Du sagst, es is vorbei mit uns, dei’ Liebe is net mehr so groß
I sag, das hab i kommen seh’n es tut ma leid, i wünsch dir was
Vor fünf Jahr wär i tausend Tode bei so einer Erklärung g’storb’n
Und heut bedeutet das net mehr als hätt i in der Lotterie verlor’n

Nach dem Wegfall des Drucks der letzten Wochen muss ich mich erst an die Fixpunktfreie Zeit nach dem Semester gewöhnen. Das gelingt nicht gut, Euphorie und Panik geben sich die Klinke in die Hand, spielen ein unfaires Spiel. Alles kommt gehäuft, an manchen Tagen fällt das Aufstehen eher schwer. Aber liegen bleiben ist sowieso selten besser…

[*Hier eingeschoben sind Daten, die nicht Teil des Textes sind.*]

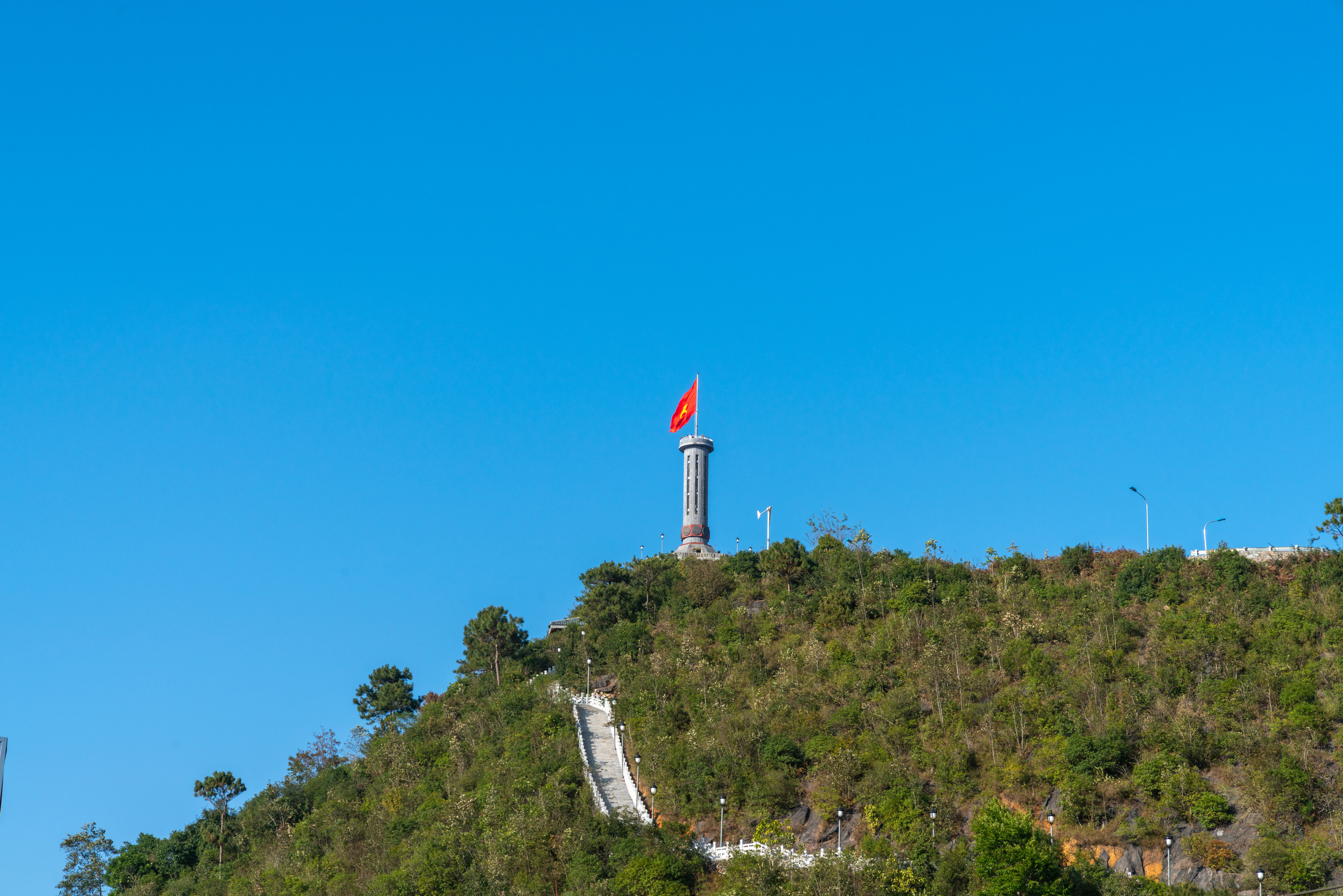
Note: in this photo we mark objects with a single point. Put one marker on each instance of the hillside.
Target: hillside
(1131, 695)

Wenn i heut vor an Auftritt steh, und tausend Menschen sind im Saal
Dann schwitzen meine Händ net mehr, und meine Nerven sind aus Stahl
Ka Zittern und ka Beben mehr, ka Angst und ka Entschweben mehr
Und irgendwie komm i damit net klar, es is net mehr wie’s früher war

Immerhin hat sich die Erkenntnis durchgesetzt, dass es so nicht weitergehen kann mit mir, da sind kritische Stimmen, herangetragen seit Jahren und endlich erhört, sie haben Recht in Allem und Unrecht mit der ausgemachten Ursache. Noch ein Schuh, den ich mir selbst anziehen muss, eine Suppe, die zum Auslöffeln nur mir bleibt.
Gestern einen tollen Tag erlebt, der gute Vorsätze bestätigt. Aber der Unterschied zwischen Vorsätzen und Tatsachen schaffen wird jährlich klar.

Und i wer’ kalt und immer kälter
I wer’ abgebrüht und älter
Aber das i will i net, und das muss i jetzt klär’n
I möcht lachen, tanzen, singen und rear’n
Angst und Schmerzen soll’n mi wieder würg’n
Und die Liebe möcht i bis in die Zehenspitzen spür’n

Das erwähnte Lied habe ich endlich auf Vinyl, importiert aus Österreich. Auch diese Passagen stammen von dort: vom ersten Lied der ersten Seite.